A few days ago, my iTunes brought me Thomas Tallis’s magificent motet Spem in alium (ca. 1570), as performed by the Choir of King’s College, Cambridge — causing me to stop what I was doing and just listen to this extraordinary 40-part masterpiece (eight choirs of five singers each) for 11 minutes. I’ve never experienced a live performance of it, much less a performance with the singers arrayed in a horseshoe around the listeners. (Understandably, it’s not often performed, because of the extraordinary demands it makes on the singers.)
I bring it up here because of the name Spem in alium — the first three words of the Latin text, which begins
Spem in alium nunquam habui praeter in te ‘I have never put (my) hope in any other but in You, I have never had hope in another beyond/besides/except in You’
That is, spem in alium ‘hope in another’. Without the context you can’t tell that this phrase is not in fact a constituent in Latin; it’s not spem in alium ‘hope in another’ functioning as a NP, but rather the sequence of the NP spem ‘hope (acc.)’ and the PP in alium ‘in another’, both functioning as complements of the perfect verb habui ‘I have had’. So it’s a part of a VP constituent but not a constituent on its own.
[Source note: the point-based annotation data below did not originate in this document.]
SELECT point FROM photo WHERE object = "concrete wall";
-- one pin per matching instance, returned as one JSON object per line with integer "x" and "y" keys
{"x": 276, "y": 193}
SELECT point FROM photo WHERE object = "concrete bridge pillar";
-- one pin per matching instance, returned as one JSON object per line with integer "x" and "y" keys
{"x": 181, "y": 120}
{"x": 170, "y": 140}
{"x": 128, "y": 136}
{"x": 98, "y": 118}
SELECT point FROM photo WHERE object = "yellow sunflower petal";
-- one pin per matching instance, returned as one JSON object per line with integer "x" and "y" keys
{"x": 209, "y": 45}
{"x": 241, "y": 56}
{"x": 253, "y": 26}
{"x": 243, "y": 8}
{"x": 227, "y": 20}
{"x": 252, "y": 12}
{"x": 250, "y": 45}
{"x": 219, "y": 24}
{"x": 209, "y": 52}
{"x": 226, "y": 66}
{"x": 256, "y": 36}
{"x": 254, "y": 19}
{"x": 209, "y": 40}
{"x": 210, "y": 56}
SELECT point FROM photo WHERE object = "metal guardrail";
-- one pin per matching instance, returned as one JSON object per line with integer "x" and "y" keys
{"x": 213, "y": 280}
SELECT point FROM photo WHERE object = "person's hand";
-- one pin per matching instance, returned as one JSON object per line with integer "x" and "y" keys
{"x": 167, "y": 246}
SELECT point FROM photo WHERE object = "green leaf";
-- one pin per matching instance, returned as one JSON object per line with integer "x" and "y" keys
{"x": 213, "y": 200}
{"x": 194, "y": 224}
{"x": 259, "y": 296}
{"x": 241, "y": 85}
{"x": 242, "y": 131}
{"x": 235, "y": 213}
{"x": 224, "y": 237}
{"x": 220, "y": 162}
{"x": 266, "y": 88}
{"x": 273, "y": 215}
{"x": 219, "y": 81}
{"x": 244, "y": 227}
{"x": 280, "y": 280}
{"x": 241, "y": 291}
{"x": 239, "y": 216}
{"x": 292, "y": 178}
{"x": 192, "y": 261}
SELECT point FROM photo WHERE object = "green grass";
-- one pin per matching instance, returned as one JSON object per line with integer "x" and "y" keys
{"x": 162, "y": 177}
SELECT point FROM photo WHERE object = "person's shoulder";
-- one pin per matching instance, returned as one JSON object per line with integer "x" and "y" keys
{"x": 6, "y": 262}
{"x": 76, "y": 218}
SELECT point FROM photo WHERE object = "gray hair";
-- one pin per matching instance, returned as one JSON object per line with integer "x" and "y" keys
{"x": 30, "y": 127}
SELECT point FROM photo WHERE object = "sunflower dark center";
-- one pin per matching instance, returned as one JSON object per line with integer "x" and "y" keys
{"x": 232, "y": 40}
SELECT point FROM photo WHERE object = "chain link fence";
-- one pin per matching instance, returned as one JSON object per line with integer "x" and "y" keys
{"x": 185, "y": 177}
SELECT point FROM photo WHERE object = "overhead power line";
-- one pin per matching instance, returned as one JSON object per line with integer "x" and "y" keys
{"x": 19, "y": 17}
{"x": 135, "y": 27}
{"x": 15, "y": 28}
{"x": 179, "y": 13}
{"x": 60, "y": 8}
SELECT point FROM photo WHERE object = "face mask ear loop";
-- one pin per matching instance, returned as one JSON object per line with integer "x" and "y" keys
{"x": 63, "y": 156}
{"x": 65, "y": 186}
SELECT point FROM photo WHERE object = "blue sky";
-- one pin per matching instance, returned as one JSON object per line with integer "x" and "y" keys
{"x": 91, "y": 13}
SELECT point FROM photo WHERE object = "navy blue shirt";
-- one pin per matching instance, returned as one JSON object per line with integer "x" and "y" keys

A while ago, Geoff Pullum collected examples of non-constituent book titles, for example Andrew Holleran’s Dancer From the Dance (like Spem in alium, a non-constituent of the form NP + PP); see Language Log postings here and here. He observed that such titles seem to be pretty rare in English. I’d imagine that the practice of referring to Latin texts by their first few words will yield many more Latin examples, especially given the famously free word order of Latin.